When the "G" Word Doesn't Work

05/06/2015 12:49 pm ET | Updated May 06, 2016

"We should have a great many fewer disputes in the world if words were taken for what they are, the signs of our ideas only, and not for things themselves". ~ John Locke

Recently I had an interesting conversation with a gentleman I met at a birthday party for a mutual friend. We spoke amicably and philosophically for a few minutes and were having a wonderful time. When the typical, "so, what do you do for a living?" question came up and I told him I was an author of inspirational books and a spiritual mentor I could see he was visibly agitated. His eyes sort of rolled back in his head and it became obvious he was preparing himself for a debate (argument) with me. "Oh," he said. "A real man of God are you?" with a snide nasty emphasis on the word God. I thought this was quite amazing given the fact I never mentioned the word God--he did. There was a very awkward moment of silence and then he took a deep breath and apologized for the way he said what he did.

He said that for most of his adult life he had trouble dealing with the word God because of memories of his childhood experiences in a church where the word God was always spoken in conjunction with inference to hell, damnation, anger, guilt, shame, fear, eternal punishment and control. He said. "I have no problem with spirituality and the quest to know we are part of something that is larger than we, but don't call it God. Clearly, for him, the word God symbolizes something negative. At that moment, realizing he was not the only person on the planet who thinks this way I started feeling great sadness for those people who continue to allow a "word" that may have some negative history around it to come between them and a universal Presence that goes far beyond names we human beings have affixed to it.

Harold Robbins Haldeman wrote, "We are getting into semantics again. If we use words, there is a very grave danger they will be misinterpreted". It's funny how the same words can be interpreted so differently. I encourage you to remember that words merely serve as symbols, which represent beliefs, thoughts, and ideas that each of us must interpret for ourselves. I am keenly aware that words can mean different things for different people. Throughout my teaching and writings there are numerous references to the word God. At times I will use other words describing God that mean the same thing to me, but in a different way depending on the context in which it is being used. I often interchange the word God with other words such as Source, The Infinite One, Being, Him, Her, Presence, Self, The Whole, Divine Mind, Life, Spirit, Universal Intelligence and even, It. There are more words I use as well, but I trust you get my point. In my mind there is one God, which is known by many different names (words/symbols) call It what you may.

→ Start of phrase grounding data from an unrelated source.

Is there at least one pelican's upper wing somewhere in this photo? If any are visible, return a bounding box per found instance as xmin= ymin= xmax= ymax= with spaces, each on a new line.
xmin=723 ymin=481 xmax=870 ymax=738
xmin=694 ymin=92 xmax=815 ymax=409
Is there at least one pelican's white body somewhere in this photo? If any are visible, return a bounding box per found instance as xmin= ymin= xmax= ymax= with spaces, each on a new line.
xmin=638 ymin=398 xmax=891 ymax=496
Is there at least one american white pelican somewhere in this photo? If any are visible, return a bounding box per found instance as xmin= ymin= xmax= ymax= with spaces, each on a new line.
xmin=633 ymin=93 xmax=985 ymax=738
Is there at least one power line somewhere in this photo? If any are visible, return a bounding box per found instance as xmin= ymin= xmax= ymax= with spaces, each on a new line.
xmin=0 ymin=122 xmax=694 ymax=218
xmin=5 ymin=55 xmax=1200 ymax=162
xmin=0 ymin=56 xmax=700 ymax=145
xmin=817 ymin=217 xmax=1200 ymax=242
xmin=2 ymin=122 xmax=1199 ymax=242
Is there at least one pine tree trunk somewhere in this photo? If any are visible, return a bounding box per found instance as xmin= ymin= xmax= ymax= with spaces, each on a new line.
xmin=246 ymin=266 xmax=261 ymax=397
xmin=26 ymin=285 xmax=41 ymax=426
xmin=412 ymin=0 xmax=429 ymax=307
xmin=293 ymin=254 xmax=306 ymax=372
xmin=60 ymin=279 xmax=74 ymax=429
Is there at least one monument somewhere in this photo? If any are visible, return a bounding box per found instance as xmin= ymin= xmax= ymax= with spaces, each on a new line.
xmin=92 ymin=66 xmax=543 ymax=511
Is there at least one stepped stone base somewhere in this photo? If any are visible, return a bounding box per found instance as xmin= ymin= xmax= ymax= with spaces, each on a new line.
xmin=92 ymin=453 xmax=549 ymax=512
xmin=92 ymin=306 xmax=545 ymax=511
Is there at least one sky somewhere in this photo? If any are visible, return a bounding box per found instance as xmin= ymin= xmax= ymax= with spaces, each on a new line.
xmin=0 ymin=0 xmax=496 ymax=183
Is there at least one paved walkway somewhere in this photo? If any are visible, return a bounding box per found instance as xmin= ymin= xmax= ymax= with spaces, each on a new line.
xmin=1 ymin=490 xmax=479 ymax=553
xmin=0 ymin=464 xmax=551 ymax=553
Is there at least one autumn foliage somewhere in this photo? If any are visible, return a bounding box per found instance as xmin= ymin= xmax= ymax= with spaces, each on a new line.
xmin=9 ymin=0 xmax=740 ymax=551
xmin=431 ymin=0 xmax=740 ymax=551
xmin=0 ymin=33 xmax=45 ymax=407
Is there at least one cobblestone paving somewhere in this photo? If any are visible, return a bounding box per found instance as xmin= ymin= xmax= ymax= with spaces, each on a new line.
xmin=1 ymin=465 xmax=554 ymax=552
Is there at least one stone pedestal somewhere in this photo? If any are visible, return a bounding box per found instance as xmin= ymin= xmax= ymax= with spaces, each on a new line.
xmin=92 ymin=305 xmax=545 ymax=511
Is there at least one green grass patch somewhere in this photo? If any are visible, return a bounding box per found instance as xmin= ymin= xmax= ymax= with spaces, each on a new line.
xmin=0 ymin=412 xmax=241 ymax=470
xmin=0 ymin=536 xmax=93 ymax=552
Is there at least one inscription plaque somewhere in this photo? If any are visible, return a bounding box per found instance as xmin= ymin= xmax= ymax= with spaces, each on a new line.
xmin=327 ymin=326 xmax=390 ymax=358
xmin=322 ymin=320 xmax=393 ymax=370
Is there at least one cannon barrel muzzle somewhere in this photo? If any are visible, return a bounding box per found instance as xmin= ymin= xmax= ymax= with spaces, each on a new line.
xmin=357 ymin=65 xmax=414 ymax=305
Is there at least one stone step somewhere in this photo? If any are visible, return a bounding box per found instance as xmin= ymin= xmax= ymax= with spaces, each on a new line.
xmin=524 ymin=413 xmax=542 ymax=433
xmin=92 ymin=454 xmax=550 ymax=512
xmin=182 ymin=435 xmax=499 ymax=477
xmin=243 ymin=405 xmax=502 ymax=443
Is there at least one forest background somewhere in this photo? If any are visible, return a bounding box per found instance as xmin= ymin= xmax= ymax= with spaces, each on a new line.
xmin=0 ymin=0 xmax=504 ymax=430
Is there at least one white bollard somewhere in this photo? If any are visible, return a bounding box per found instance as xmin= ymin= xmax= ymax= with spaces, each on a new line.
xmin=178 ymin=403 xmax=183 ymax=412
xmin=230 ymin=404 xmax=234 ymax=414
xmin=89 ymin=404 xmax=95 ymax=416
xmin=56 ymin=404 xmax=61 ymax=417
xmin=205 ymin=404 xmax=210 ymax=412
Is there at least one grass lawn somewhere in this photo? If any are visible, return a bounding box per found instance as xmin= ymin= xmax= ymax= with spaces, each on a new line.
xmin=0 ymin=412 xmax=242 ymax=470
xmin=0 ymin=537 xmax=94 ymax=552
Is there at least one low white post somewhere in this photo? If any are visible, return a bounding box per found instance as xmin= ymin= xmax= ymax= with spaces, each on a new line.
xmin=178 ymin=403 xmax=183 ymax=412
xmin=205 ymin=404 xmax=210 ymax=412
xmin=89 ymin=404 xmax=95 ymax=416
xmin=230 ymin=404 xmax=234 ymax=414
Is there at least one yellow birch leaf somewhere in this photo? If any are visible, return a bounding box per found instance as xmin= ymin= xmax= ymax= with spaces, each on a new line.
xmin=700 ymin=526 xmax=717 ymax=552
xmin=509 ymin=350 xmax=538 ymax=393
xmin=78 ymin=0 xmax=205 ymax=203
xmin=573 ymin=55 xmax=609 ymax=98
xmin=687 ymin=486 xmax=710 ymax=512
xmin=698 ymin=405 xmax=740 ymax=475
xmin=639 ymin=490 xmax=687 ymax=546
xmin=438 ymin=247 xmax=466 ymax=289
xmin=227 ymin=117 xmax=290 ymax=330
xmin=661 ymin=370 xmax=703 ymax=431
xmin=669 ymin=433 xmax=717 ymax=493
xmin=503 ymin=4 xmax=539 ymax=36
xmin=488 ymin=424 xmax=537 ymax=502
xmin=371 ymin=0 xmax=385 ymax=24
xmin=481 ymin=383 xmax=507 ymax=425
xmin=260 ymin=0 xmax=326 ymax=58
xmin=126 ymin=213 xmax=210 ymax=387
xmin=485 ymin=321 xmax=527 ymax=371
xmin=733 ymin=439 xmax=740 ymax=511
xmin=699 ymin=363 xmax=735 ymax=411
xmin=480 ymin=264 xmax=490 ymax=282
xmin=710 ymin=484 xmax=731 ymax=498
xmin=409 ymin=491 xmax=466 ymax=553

To further make my point, some people might be comfortable or not comfortable with yet other names for God such as Atman, Brahman, Allah, Baha'u'llah, The Christ, The Buddha Nature, Wakan Tanka, The Creator, The Great Maker, Jehovah, Elohim, Yahweh, That which Is, The Father, Goddess, The Great Spirit, The Beloved, and so on. When it comes to names for God there seems to be something for everybody. Then again, as with my birthday party friend, others may not resonate whatsoever with any particular concept or name for God. Perhaps the "G word" even makes them want to shut down and disconnect from what is being said.

Because they come from our heads (intellect) rather than our hearts, perhaps all words referring to God do nothing but get in the way, building a sense of separation from It. Perhaps Divinity lives so fully in our hearts as a feeling that the minute we name or label It something we automatically limit our experience of It by drawing boundaries around It. Hannah Arendt wrote, "Nothing we use or hear or touch can be expressed in words that equal what we are given by the senses". I encourage you to open your heart and move beyond any attachment to the words used by yourself or others to describe that which truly is, and always has been, beyond description. Words are but symbols, which, at the end of the day, have no more or less meaning than what we individually choose to assign them. Call it what you like, I say it's all good!